The best solution I found for now is using nom_locate with a span defined as

use nom_locate::LocatedSpanEx;

#[derive(Clone, PartialEq, Debug)]
struct LexState {
    pub accept_literal: bool,
}

type Span<'a> = LocatedSpanEx<&'a str, LexState>;

Then you can modify the state via

fn set_accept_literal(
    value: bool,
    code: IResult<Span, TokenPayload>,
) -> IResult<Span, TokenPayload> {
    match code {
        Ok(mut span) => {
            span.0.extra.accept_literal = value;
            Ok(span)
        }
        _ => code,
    }
}

where TokenPayload is an enum representing my token content.

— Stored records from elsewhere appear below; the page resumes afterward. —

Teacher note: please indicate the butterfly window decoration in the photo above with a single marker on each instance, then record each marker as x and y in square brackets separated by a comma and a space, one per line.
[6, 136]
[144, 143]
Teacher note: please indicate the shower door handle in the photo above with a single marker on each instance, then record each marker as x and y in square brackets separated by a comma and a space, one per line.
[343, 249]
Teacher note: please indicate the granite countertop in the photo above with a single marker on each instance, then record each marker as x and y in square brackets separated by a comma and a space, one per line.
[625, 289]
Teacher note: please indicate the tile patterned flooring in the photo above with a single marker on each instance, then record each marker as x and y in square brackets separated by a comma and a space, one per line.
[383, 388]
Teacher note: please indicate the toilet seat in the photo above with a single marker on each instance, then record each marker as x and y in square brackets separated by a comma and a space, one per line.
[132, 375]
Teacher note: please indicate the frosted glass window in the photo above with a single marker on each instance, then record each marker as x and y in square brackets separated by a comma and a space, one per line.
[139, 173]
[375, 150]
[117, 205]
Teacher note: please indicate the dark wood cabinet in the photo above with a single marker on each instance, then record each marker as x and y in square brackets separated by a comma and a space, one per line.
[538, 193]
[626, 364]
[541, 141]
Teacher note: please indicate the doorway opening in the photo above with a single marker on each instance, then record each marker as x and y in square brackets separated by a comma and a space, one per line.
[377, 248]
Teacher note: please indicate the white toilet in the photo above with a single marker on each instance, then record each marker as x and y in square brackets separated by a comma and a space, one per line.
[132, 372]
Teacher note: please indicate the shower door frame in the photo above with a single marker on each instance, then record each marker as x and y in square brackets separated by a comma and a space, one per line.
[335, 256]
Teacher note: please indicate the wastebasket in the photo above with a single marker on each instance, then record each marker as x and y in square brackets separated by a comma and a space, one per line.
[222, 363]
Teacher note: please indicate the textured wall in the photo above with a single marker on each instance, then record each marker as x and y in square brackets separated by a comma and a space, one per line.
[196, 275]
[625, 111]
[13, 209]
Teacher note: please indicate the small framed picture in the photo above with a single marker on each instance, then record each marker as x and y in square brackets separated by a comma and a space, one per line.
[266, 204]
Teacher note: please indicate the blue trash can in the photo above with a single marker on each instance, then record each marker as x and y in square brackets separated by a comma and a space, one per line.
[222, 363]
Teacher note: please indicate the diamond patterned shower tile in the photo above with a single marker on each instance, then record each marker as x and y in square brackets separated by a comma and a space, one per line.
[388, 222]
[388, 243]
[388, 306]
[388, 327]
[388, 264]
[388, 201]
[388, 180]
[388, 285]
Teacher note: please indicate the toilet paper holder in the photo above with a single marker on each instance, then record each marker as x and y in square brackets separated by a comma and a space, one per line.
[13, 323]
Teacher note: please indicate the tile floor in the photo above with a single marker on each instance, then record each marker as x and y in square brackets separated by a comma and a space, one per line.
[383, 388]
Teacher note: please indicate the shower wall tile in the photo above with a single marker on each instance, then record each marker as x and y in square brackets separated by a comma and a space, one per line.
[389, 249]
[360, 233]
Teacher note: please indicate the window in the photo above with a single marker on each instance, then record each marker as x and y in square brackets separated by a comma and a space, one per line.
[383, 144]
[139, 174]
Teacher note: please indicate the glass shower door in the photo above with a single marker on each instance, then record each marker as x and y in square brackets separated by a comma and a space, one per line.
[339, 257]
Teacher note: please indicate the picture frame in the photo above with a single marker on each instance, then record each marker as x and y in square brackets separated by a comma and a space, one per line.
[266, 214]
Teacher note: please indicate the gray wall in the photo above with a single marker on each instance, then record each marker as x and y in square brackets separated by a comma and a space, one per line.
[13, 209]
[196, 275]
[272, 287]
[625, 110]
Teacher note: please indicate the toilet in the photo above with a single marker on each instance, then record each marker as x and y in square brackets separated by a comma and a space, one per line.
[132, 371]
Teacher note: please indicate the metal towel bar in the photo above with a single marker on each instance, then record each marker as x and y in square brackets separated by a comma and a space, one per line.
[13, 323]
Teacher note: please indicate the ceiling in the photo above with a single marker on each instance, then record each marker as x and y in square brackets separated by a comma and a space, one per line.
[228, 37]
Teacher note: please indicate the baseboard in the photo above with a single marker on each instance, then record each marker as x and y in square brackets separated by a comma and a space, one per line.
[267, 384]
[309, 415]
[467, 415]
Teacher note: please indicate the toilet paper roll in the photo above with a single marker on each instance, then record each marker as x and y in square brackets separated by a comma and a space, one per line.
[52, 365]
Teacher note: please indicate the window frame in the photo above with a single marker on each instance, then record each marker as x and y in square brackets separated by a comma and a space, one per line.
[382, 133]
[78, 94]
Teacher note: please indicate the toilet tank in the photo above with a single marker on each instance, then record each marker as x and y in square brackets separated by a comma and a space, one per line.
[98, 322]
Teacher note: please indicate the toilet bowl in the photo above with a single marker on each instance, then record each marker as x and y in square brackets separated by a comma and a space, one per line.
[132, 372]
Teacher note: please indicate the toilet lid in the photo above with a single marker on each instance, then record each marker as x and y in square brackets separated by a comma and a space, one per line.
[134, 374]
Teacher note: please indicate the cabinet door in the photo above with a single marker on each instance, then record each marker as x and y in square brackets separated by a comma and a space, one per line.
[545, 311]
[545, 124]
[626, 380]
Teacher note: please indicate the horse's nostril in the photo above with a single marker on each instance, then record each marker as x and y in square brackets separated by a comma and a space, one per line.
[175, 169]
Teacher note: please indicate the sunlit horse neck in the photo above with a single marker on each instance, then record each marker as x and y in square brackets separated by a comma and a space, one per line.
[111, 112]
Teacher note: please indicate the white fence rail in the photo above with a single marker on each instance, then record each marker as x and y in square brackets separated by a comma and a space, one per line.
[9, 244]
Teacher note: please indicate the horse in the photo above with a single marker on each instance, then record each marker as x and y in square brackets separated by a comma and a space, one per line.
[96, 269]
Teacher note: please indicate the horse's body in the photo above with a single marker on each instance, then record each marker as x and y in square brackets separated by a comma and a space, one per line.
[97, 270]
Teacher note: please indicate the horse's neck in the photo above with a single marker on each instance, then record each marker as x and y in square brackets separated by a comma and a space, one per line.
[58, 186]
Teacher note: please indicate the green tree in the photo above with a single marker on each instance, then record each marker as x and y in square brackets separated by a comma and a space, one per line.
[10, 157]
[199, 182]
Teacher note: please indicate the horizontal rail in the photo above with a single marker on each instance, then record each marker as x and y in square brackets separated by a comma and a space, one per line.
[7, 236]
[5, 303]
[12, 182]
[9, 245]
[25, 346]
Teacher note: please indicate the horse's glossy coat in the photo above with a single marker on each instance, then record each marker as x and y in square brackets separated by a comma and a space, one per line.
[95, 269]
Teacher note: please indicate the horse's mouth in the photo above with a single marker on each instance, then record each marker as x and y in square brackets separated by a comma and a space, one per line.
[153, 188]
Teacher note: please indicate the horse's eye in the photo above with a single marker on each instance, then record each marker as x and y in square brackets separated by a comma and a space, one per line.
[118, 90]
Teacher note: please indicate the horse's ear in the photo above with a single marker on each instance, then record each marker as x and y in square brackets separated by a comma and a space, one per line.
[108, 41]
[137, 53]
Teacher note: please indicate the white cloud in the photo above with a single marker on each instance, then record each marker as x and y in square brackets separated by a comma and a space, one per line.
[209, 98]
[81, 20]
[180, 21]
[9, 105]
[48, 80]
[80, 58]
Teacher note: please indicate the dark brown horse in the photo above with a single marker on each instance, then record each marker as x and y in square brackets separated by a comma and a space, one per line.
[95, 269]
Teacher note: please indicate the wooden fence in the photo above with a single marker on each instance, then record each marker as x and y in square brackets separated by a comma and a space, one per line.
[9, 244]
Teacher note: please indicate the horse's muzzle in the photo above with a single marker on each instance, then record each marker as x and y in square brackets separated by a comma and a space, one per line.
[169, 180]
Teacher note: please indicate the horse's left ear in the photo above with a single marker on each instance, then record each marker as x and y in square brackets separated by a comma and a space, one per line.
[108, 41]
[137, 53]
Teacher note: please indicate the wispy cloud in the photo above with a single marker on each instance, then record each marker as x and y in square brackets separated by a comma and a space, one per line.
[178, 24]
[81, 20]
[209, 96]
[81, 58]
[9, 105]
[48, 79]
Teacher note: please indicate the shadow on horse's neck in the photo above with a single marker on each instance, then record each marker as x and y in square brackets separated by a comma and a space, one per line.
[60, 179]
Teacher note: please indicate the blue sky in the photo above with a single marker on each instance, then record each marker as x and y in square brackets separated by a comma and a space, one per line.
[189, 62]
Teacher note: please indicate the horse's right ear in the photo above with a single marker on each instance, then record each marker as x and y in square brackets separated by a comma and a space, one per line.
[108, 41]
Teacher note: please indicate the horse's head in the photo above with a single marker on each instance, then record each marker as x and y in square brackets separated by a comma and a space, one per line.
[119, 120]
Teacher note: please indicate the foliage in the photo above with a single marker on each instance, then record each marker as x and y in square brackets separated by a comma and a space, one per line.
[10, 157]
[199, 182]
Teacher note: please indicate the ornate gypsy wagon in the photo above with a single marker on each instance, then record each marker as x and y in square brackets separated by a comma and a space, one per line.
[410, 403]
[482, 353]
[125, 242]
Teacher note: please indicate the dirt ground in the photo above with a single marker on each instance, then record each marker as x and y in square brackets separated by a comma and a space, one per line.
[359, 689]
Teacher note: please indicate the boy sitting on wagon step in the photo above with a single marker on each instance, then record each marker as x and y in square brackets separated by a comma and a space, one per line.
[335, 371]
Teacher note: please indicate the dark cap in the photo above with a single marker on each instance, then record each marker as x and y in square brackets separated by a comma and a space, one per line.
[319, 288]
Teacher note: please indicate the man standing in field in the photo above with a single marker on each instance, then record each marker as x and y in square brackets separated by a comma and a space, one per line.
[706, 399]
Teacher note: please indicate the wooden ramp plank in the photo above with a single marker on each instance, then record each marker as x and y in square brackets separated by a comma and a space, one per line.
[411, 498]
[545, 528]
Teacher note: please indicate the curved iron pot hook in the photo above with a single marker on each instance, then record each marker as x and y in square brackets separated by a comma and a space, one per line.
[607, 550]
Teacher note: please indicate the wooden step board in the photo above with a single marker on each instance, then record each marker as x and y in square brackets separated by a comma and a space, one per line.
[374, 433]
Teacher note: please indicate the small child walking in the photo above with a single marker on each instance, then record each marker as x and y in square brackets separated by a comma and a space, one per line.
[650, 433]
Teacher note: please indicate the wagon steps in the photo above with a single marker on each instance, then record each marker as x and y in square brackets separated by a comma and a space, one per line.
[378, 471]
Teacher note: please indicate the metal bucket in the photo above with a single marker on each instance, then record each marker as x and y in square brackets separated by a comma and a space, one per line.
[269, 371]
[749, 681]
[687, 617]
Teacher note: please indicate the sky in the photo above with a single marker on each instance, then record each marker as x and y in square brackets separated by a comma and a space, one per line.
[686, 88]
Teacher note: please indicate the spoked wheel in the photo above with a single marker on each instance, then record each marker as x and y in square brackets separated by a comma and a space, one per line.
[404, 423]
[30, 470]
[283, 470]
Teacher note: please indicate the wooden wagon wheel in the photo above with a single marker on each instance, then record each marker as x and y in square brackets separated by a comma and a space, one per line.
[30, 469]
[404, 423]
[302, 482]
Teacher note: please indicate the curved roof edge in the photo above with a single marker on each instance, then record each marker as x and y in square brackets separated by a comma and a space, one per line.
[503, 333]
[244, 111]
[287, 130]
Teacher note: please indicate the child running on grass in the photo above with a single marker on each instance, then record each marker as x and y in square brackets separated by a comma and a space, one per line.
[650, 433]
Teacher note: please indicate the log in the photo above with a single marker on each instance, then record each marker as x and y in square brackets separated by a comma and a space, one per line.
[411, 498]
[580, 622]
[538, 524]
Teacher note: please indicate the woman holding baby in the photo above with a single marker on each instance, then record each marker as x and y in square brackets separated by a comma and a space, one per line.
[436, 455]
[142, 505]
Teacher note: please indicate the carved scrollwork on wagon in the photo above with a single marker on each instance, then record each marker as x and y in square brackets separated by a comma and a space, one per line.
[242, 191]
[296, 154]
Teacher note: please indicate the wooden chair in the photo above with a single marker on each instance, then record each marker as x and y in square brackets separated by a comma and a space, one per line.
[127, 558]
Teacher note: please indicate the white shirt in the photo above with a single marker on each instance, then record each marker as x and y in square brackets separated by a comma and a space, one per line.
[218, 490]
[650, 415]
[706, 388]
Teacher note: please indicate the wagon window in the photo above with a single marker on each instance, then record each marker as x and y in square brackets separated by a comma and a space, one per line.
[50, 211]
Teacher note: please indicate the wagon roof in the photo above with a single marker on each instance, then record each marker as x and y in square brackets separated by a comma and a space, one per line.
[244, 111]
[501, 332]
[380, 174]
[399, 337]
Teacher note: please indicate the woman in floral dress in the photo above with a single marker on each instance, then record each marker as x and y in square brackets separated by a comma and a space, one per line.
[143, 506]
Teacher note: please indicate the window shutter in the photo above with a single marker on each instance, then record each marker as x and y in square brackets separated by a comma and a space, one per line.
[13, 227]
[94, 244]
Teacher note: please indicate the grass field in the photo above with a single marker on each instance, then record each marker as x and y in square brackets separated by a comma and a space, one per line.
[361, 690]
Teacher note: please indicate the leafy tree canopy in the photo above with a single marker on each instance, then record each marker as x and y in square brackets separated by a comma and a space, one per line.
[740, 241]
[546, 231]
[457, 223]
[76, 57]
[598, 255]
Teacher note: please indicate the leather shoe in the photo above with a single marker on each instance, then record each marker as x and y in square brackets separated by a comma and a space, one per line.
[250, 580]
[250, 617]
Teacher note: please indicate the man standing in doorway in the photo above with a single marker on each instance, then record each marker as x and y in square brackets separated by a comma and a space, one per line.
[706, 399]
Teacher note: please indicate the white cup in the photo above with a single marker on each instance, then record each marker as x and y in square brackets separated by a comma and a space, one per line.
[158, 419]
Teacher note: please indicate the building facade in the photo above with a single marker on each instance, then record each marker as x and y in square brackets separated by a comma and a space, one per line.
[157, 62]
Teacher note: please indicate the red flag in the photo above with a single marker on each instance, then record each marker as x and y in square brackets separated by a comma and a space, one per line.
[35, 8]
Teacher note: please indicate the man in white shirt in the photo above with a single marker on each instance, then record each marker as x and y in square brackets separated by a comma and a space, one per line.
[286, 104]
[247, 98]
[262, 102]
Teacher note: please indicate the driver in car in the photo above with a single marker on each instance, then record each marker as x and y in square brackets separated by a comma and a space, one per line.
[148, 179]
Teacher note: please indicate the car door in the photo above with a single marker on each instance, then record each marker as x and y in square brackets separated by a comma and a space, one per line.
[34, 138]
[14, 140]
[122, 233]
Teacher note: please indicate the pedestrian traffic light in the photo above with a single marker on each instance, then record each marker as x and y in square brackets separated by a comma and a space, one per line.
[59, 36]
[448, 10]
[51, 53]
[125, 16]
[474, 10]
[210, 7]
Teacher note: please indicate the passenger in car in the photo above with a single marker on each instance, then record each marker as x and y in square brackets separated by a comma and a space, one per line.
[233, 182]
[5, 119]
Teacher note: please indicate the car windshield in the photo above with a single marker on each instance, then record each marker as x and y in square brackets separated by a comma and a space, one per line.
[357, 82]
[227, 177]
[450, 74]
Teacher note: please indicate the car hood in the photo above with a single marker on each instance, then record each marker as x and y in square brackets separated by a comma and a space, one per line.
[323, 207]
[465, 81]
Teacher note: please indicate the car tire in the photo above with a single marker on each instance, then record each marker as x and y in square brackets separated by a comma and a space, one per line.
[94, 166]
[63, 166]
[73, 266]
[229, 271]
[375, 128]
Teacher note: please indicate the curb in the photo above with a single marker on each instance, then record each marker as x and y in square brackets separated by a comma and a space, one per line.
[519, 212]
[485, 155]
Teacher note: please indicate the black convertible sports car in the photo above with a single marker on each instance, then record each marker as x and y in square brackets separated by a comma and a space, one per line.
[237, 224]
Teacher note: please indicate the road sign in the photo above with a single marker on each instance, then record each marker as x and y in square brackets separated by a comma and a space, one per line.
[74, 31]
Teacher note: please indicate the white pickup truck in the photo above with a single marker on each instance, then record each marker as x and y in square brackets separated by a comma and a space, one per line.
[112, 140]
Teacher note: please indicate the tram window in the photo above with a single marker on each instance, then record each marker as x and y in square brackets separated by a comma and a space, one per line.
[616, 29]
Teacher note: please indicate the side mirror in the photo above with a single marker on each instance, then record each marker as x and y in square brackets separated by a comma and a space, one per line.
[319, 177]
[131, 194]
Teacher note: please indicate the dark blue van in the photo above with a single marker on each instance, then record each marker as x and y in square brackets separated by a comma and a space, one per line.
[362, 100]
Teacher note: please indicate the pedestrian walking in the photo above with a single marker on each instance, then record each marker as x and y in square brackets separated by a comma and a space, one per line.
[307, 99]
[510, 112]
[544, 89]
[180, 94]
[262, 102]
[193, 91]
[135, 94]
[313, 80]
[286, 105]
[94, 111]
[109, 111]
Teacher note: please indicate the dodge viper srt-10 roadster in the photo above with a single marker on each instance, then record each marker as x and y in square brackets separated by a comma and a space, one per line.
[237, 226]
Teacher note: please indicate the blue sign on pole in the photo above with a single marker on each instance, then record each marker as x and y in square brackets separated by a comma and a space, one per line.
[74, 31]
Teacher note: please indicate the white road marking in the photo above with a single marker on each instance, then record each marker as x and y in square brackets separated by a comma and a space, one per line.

Now you can write the operator parser:

fn mathematical_operators(code: Span) -> IResult<Span, TokenPayload> {
    set_accept_literal(
        true,
        alt((
            map(tag("*"), |_| TokenPayload::Multiply),
            map(tag("/"), |_| TokenPayload::Divide),
            map(tag("+"), |_| TokenPayload::Add),
            map(tag("-"), |_| TokenPayload::Subtract),
            map(tag("%"), |_| TokenPayload::Remainder),
        ))(code),
    )
}

And the integer parser as:

fn parse_integer(code: Span) -> IResult<Span, TokenPayload> {
    let chars = "1234567890";
    // Sign ?
    let (code, sign) = opt(tag("-"))(code)?;
    let sign = sign.is_some();
    if sign && !code.extra.accept_literal {
        return Err(nom::Err::Error((code, ErrorKind::IsNot)));
    }
    let (code, slice) = take_while(move |c| chars.contains(c))(code)?;
    match slice.fragment.parse::<i32>() {
        Ok(value) => set_accept_literal(
            false,
            Ok((code, TokenPayload::Int32(if sign { -value } else { value }))),
        ),
        Err(_) => Err(nom::Err::Error((code, ErrorKind::Tag))),
    }
}

This might not win a beauty contest but it works. The remaining pieces should be trivial.